Refus de condamner l’invasion russe en Ukraine, dénonciation de la guerre menée par Israël à Gaza, rejet du contrôle occidental sur les institutions financières internationales… Quelque chose est en train de changer dans les rapports de forces planétaires. Si Washington et ses alliés demeurent capables d’imposer leurs préférences au reste du monde, c’est désormais au prix de passages en force coûteux en termes d’image. Alors que le vernis de la supériorité morale occidentale craquelle, la réalité de l’«ordre international fondé sur des règles» transparaît de façon crue: un rapport de domination dont la consolidation requiert chaque jour un peu plus de brutalité.

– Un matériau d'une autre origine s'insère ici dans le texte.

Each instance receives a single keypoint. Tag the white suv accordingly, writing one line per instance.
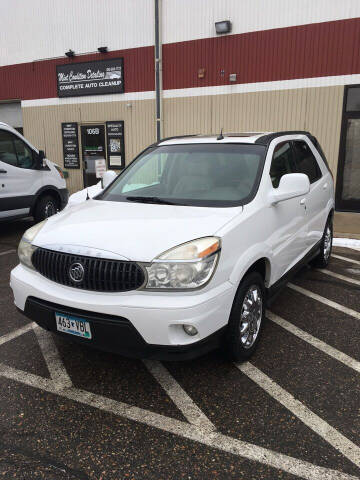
(181, 252)
(29, 183)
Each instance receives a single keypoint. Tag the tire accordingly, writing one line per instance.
(240, 346)
(322, 260)
(45, 207)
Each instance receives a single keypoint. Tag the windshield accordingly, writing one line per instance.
(193, 174)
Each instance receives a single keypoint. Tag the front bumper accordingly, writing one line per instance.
(116, 334)
(154, 320)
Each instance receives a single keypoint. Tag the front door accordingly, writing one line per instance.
(93, 148)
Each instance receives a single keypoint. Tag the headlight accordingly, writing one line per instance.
(188, 266)
(26, 249)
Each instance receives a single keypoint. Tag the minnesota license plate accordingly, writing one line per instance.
(73, 325)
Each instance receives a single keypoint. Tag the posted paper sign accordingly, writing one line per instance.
(100, 167)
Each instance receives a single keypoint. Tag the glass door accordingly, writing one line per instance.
(93, 148)
(348, 177)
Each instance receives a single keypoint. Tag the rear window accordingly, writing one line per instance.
(306, 161)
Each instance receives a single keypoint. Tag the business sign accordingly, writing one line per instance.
(115, 144)
(70, 145)
(90, 78)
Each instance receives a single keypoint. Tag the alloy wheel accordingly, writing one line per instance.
(251, 316)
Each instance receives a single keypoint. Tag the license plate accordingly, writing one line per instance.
(73, 325)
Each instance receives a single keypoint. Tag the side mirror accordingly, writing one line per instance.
(291, 185)
(108, 177)
(39, 159)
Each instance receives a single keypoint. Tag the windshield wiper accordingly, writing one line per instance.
(150, 200)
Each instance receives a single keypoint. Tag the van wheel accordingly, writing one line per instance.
(322, 260)
(45, 207)
(246, 318)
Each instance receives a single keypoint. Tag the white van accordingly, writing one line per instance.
(30, 185)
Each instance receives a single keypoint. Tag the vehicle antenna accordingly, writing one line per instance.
(221, 136)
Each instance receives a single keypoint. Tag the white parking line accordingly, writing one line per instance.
(7, 252)
(344, 278)
(214, 440)
(309, 418)
(178, 395)
(16, 333)
(52, 358)
(315, 342)
(325, 301)
(346, 259)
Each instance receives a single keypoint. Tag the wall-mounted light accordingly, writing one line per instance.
(223, 27)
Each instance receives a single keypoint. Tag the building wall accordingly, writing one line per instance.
(291, 58)
(43, 128)
(318, 110)
(315, 109)
(40, 29)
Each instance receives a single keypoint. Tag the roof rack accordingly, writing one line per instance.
(266, 139)
(176, 136)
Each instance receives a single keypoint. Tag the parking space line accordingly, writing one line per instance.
(178, 395)
(16, 333)
(339, 276)
(346, 259)
(315, 342)
(7, 252)
(309, 418)
(325, 301)
(214, 440)
(52, 359)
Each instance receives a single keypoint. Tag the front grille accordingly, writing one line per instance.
(99, 274)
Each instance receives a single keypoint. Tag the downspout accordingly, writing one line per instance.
(158, 70)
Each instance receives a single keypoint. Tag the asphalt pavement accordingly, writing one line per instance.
(293, 411)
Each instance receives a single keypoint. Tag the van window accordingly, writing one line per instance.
(305, 161)
(7, 149)
(24, 154)
(282, 163)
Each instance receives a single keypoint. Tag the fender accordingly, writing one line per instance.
(247, 259)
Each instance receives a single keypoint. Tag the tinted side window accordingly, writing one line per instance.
(7, 149)
(282, 163)
(305, 161)
(24, 154)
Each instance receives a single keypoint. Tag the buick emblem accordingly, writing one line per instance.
(76, 272)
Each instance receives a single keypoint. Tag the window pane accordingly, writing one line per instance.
(7, 151)
(305, 161)
(351, 178)
(24, 154)
(353, 99)
(282, 163)
(193, 174)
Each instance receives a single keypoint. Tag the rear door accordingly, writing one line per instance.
(316, 199)
(18, 178)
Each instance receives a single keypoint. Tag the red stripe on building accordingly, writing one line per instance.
(315, 50)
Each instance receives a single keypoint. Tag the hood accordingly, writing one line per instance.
(133, 231)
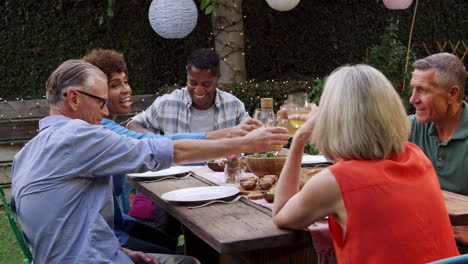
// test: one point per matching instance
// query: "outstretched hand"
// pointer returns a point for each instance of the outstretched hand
(245, 127)
(139, 257)
(266, 139)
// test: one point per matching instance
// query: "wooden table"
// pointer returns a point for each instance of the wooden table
(457, 207)
(242, 232)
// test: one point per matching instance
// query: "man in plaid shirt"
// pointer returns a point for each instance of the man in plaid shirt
(198, 107)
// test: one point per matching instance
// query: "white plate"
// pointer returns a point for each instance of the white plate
(162, 173)
(200, 194)
(314, 159)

C’est dans ce contexte que semble avoir émergé un «Sud» que certains disent «global». Une seconde moitié du monde désormais soucieuse de faire entendre une voix distincte. Mais qu’est-ce que le Sud? Quel projet porte-t-il? Et au nom de qui s’exprime-t-il? Cette nouvelle livraison de Manière de voir1>«Le Sud existe-t-il?», Manière de voir, n° 195, juin-juillet 2024, bimestriel édité par Le Monde diplomatique. répond à l’ensemble de ces questions.

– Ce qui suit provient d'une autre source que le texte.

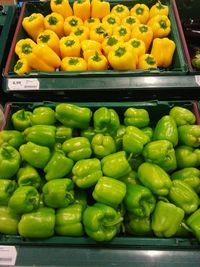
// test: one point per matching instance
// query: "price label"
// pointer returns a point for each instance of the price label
(23, 84)
(8, 255)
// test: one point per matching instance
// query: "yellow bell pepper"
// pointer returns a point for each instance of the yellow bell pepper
(71, 23)
(55, 22)
(81, 32)
(158, 9)
(110, 43)
(73, 64)
(141, 11)
(51, 39)
(91, 22)
(144, 33)
(99, 9)
(99, 32)
(22, 67)
(122, 57)
(130, 21)
(81, 9)
(123, 32)
(24, 47)
(62, 7)
(161, 26)
(138, 46)
(146, 61)
(34, 25)
(70, 46)
(120, 10)
(163, 51)
(97, 62)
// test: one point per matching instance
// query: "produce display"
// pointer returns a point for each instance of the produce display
(96, 35)
(100, 172)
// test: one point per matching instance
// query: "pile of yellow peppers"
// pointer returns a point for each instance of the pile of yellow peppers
(92, 35)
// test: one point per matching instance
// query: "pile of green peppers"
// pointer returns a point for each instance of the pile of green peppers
(74, 171)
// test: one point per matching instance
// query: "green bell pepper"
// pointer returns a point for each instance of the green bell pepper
(73, 116)
(9, 162)
(77, 148)
(109, 191)
(12, 138)
(137, 117)
(21, 119)
(190, 176)
(86, 172)
(58, 193)
(25, 199)
(166, 129)
(187, 156)
(7, 187)
(162, 153)
(106, 120)
(101, 222)
(43, 135)
(189, 135)
(69, 221)
(28, 175)
(8, 221)
(139, 200)
(37, 224)
(155, 178)
(166, 219)
(43, 116)
(115, 165)
(182, 116)
(36, 155)
(134, 140)
(183, 196)
(103, 145)
(59, 166)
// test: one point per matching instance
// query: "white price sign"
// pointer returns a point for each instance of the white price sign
(8, 255)
(23, 84)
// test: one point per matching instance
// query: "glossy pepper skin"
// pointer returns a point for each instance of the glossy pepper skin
(73, 116)
(28, 175)
(166, 48)
(37, 224)
(166, 129)
(34, 25)
(59, 166)
(109, 191)
(101, 222)
(183, 196)
(115, 165)
(166, 219)
(103, 145)
(58, 193)
(182, 116)
(139, 200)
(106, 120)
(77, 148)
(69, 221)
(9, 162)
(86, 172)
(155, 178)
(25, 199)
(12, 138)
(134, 140)
(190, 176)
(8, 221)
(21, 119)
(162, 153)
(7, 187)
(36, 155)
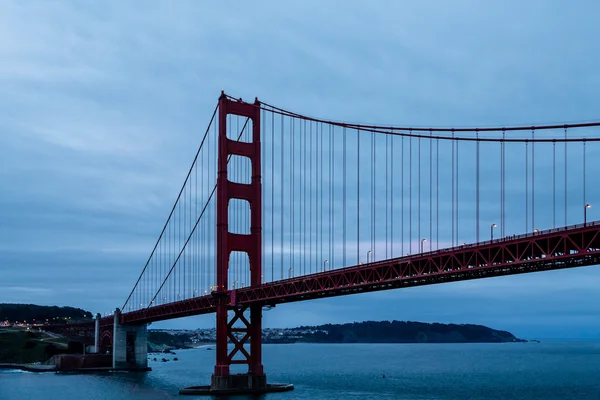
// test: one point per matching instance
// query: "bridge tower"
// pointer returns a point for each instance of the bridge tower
(228, 242)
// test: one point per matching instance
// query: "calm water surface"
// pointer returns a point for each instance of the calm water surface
(545, 371)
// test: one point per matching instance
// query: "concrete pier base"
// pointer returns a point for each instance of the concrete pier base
(237, 384)
(130, 345)
(97, 334)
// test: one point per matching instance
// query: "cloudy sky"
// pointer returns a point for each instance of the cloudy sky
(103, 107)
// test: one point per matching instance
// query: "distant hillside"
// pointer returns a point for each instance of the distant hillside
(403, 332)
(30, 313)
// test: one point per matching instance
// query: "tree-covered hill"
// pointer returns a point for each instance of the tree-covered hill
(32, 313)
(404, 332)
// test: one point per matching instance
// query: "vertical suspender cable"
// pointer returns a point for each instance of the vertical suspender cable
(358, 198)
(331, 216)
(437, 194)
(402, 198)
(272, 196)
(304, 203)
(410, 194)
(532, 178)
(281, 174)
(419, 238)
(477, 189)
(566, 186)
(457, 192)
(453, 189)
(554, 184)
(584, 194)
(292, 193)
(310, 198)
(387, 150)
(526, 187)
(344, 197)
(393, 155)
(430, 191)
(373, 196)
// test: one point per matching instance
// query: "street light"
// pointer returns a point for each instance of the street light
(585, 213)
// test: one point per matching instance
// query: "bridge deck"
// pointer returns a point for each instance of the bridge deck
(568, 247)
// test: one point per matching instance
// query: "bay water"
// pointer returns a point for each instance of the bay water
(546, 371)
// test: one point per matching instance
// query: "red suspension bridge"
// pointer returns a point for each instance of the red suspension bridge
(306, 208)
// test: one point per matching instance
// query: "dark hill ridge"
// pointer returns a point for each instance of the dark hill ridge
(403, 332)
(31, 312)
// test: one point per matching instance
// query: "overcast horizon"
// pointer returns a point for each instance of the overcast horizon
(103, 108)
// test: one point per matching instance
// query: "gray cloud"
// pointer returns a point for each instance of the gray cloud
(103, 107)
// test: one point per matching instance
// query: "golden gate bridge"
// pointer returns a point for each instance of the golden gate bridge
(279, 207)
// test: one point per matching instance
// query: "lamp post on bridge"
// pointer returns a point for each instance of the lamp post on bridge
(588, 205)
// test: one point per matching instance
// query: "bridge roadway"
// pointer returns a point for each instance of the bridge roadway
(567, 247)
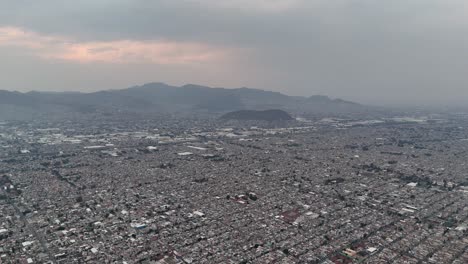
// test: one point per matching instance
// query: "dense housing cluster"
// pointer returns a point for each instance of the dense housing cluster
(209, 191)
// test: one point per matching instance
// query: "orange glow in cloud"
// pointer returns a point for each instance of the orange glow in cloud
(121, 51)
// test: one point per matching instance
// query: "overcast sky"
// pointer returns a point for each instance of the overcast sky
(370, 51)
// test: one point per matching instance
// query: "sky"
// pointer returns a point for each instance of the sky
(387, 52)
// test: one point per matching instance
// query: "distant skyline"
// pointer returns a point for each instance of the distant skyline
(396, 52)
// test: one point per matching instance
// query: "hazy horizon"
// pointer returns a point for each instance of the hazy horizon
(371, 52)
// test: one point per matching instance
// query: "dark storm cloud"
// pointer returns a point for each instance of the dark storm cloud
(395, 51)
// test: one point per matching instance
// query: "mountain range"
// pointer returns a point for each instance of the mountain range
(163, 98)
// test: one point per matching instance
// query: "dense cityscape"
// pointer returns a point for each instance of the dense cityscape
(204, 190)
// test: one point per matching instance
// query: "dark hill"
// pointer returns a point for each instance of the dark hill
(266, 115)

D’abord en rappelant que, né dans la géographie, le terme Sud a été trempé au feu des luttes de libération nationale, à l’issue de la Seconde Guerre mondiale, quand apparaît ce que le démographe Alfred Sauvy qualifiera de tiers-monde en 1950: un ensemble de pays, dont la plupart viennent d’accéder à l’indépendance, qui revendiquent la construction d’un ordre mondial leur permettant de s’émanciper réellement. C’est-à-dire y compris sur le plan économique. Ce Sud politique, c’est celui d’Ernesto «Che» Guevara, d’Ahmed Ben Bella ou encore de Mao Zedong, tous issus de pays pourtant situés dans la moitié supérieure des planisphères.
Le deuxième chapitre de la publication documente sa réémergence après son écrasement par la contre-révolution néolibérale des années 1970. Un Sud non plus uni par un projet commun, mais par une même contestation du Nord. Manière de voir revient ici sur l’indocilité qui monte au sein des pays qui, bien que réputés faibles, acceptent de moins en moins la suprématie des puissants, qu’il s’agisse des conflits guerriers en cours, des votes dans les institutions financières, ou du rôle du dollar.
Le dernier chapitre dessine les limites de l’enchevêtrement d’alliances à géométrie variable qui constitue le Sud «moderne». Quels points communs, en effet, entre les projets portés par l’Inde ultraconservatrice de M. Narendra Modi et la Colombie progressiste de M. Gustavo Petro? Quel avenir dessiner ensemble lorsque chacun semble avant tout chercher à se faire une place dans un monde dont il ne s’agit plus de modifier le fonctionnement?